There’s much more to that though. Claire’s baby, named Faith by Mother Hildegarde, frames this episode’s story. We begin with the despair, move on toward anger, and end with resolution, letting go. For one, it’s completely and utterly heartbreaking, and God, do you feel Claire’s sadness so deeply. It never feels cheap, like the writers are trying to pull some kind of emotion from the audience. The raw depiction of Claire’s loss and the grief that follows is very well done, and it resonates with you long after the credits roll.
Jamie is largely absent during this episode for obvious reasons, and it’s nice to remember that Outlander is, after all, Claire’s story.
When Claire tells Jamie about all she went through and explained how their baby looked like was far and away my favorite scene that I am too sad to ever watch again.

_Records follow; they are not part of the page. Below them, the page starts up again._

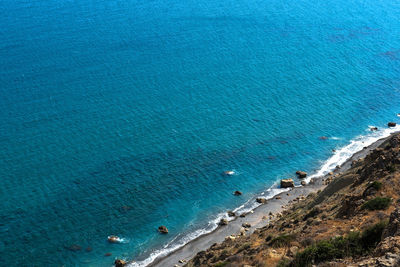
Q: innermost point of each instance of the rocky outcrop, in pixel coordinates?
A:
(285, 183)
(162, 229)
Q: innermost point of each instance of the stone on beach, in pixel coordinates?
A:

The flashforward scene is a stark change, but worked well into the episode.
This felt like the most cinematic episode of the series yet. The breathless pace of the plot teamed with the imagery and setting seemed to enhance this episode a bit more than others.

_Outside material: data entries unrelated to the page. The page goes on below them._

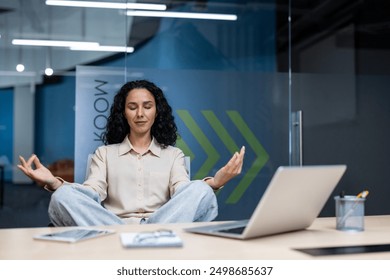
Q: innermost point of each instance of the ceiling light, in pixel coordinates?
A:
(52, 43)
(182, 15)
(103, 49)
(107, 5)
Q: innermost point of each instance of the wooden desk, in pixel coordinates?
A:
(16, 244)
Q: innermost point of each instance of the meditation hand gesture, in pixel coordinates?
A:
(229, 171)
(40, 174)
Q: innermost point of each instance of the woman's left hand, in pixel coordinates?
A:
(229, 171)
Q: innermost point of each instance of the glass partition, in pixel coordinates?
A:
(225, 79)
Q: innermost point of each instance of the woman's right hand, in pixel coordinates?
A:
(40, 174)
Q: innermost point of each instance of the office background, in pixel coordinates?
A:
(329, 61)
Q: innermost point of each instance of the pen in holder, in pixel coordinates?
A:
(350, 212)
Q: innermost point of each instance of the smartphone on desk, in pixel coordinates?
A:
(74, 235)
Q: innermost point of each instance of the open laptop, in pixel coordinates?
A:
(293, 199)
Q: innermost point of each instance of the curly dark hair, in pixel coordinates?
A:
(164, 129)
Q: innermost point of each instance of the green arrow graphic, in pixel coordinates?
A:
(258, 163)
(212, 154)
(181, 144)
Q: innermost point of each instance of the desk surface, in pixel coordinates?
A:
(18, 244)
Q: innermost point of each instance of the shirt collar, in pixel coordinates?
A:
(126, 147)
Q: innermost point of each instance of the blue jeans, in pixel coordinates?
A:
(75, 205)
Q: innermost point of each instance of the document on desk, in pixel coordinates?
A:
(150, 239)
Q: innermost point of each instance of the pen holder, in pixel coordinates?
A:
(349, 213)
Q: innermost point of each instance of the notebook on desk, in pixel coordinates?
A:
(292, 200)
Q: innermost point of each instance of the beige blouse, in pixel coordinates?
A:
(132, 185)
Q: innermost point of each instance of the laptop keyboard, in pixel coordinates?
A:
(237, 230)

This is the end of the Paris arc. Even though I knew this was coming, it’s amsad end to what at first seemed like a hopeful new beginning. I’m pretty excited to see Claire and Jamie head back to Scotland at last. (Also, I wonder if the theme song will still be partly in French for the remaining episodes.)
Rating: 9/10 (It would’ve been a perfect 10 if it weren’t for Fergus’ scene.)
Outlander is rated TV-MA and airs Saturdays at 9/8c on Starz.